What is important, as others have said, is your own life. You can only control your own outcome here. Your husband is reaching out to a therapist, but did he look up the therapist and make the appointment or did you do it? If he did it himself, then maybe he can become a better human, whether he is an addict or not. If you are willing to try to stick it out (only if he is doing the very hard work on himself consistently and for the long term,) I would recommend attending some S-anon meetings.
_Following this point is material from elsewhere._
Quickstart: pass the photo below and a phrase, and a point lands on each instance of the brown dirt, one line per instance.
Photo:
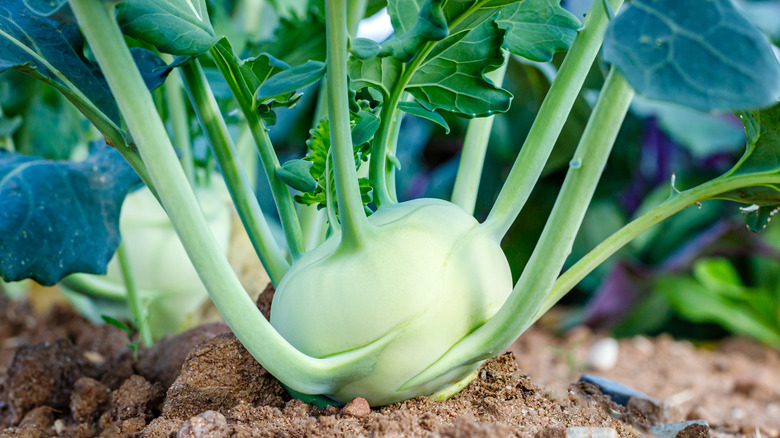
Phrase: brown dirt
(60, 376)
The folks in these meetings are truly helpful and can teach you about living with someone who has sexual addiction or behaviors that negatively impact the lives of those around them.

When you're going through hell, for God's sake, DON'T STOP!

posts: 711   ·   registered: Feb. 1st, 2017   ·   location: DC
id 8755843

 Greto (original poster new member #80904) posted at 2:14 AM on Monday, September 19th, 2022

I'm not sure he's a sex addict or even a true porn addiction. I think he has intimacy issues and relied so much on porn from being single for a very long time that it has messed him up sexually.

I have no doubt he is not being 100% about his porn use but from what I have found I'd say it went from normal porn to extreme porn or experimentation. This causes many issues with intimacy with real people and real women.

He is going to therapy and is with a therapist who has worked with sex addicts

We will also be going to marriage counseling soon.